Is it a corn or a verruca?
Many of our patients are unsure that the unusual lesion on their foot is a corn or a verruca, this confusion may lead them to applying conservative self-treatment that may not be appropriate for the lesion that they have, or in fact aggravate or exacerbate their issue. To a Podiatrist, who see’s hundreds of these cases every year they can easily diagnose the lesion from clinical examination and taking a detailed medical history from the patient.
It is important to highlight the differences between the two diagnoses and to educate the patient of the specific presentation in order for patients to have awareness and seek medical treatment if this lesion arises on their foot. Unfortunately patients do not receive this information until they are in the treatment room itself. This is why we would like to share and educate the wider public on this particular problem.
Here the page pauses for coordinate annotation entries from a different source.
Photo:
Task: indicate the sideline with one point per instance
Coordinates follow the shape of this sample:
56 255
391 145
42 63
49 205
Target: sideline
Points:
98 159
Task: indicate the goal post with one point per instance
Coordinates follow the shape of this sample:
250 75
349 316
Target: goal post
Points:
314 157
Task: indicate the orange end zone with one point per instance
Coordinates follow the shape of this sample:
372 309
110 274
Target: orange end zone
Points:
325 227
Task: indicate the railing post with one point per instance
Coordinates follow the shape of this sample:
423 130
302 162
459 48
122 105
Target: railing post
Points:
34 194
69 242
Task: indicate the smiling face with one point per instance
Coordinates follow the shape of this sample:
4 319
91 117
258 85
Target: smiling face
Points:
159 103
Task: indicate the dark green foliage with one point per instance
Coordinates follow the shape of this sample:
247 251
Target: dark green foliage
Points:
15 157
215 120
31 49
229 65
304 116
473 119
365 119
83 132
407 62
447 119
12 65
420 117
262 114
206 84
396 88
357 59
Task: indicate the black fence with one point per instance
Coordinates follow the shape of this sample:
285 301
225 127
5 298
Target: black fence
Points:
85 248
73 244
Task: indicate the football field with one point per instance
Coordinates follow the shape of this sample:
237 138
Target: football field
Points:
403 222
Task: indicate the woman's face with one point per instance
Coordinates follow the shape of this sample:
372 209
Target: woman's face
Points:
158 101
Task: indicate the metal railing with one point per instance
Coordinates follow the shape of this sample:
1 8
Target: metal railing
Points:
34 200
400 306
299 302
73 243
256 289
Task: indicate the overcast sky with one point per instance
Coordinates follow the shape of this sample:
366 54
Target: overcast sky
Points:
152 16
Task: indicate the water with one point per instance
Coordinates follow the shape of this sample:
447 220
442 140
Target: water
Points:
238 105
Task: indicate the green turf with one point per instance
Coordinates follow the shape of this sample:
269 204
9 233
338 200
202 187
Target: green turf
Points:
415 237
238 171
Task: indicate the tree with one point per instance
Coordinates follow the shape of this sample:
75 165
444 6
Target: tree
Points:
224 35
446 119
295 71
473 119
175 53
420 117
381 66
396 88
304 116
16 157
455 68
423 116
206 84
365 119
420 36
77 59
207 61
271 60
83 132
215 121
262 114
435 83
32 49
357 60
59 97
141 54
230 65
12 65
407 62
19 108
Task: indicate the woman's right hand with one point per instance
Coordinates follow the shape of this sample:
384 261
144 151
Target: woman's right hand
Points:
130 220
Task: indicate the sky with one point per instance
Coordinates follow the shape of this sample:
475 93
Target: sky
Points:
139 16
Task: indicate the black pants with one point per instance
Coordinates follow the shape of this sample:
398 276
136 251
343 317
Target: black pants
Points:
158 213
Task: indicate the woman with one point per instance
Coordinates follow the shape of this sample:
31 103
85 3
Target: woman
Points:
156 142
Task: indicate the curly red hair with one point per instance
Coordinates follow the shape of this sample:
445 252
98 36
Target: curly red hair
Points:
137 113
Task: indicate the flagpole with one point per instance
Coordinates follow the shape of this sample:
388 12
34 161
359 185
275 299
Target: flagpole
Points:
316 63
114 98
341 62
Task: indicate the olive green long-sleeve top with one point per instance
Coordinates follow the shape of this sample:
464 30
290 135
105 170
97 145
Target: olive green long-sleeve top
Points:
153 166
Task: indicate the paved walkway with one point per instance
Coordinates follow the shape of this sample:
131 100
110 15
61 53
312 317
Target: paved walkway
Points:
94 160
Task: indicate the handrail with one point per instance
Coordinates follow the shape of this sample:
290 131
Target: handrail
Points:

Corns- or most common a hard corn is called heloma durum ,it is a conical area of epidermal skin than can penetrate towards the dermo-epidermal junction within the skin layers, it is often formed in response to mechanical trauma (intermittent pressure and friction) that may arise from inappropriate footwear, abnormal mechanical forces to the skin due to foot structure, overlying bony prominences of the foot or with certain skin conditions causing an abnormal buildup of skin e.g. intractable plantar keratosis. There is often a yellow/darkened nucleus to the corn with overlying hard skin build up hence why many patients describe the feeling of “walking on a stone”. Corns cause localized pain, especially when walking barefoot or with excessive pressure to the lesion and can lead to tissue breakdown. Where corns can exacerbate into chronic cases of wounds is where an individual may have vascular or neurological issues due to conditions such as diabetes, peripheral arterial disease or neuropathy, this is why early diagnosis, intervention and prevention is key. Podiatrists are trained to remove these painful lesions using surgical skills but most importantly is to understand why the lesion is there in the first place. Unfortunately the corn will keep returning even after removal of the lesion if the cause is not identified and addressed, this is why many patients’ biomechanics is assessed in order to identify any anomalies within the foot and ankle complex that is causing excess pressure on a particular point.
Verruca or a viral wart, is caused by the human papilloma virus which develops a raised plaque-like skin lesion of the epidermis of the skin (top layer), the virus infects the healthy cells causing thickening of the skin, interrupting the normal striations of the skin and creating villi pegs (cauliflower appearance) mosaics to the tissue. Frequently there are black dots that are visible these are thrombosed capillaries and often very painful when pinched or high pressure applied. This virus can be contracted by direct or indirect contact- this can be from stepping on an area where a previous contaminated individual has left viral cells behind e.g swimming pools/shower areas of gyms or where the skin itself has been damaged/ more permeable (excess sweating) and the virus takes an opportunity to penetrate into the skin itself. Children are most susceptible to the virus as it takes time for the body’s immune system to develop a resistance to the virus so early diagnosis and intervention is crucial. Verruca’s can sometimes resolve by themselves due to the body’s immunity mechanism but more often than not they persist and establish themselves due to the virus disguising itself within the cells. Verruca’s can remain for years on an individual’s foot if not treated, then can even multiply or spread to others or affect a person’s walking or sporting activities.
If either of these 2 lesions are causing you pain please seek medical attention from your Podiatrist to diagnose, treat, and prevent this issue.
So remember, “A problem shared is a problem halved”.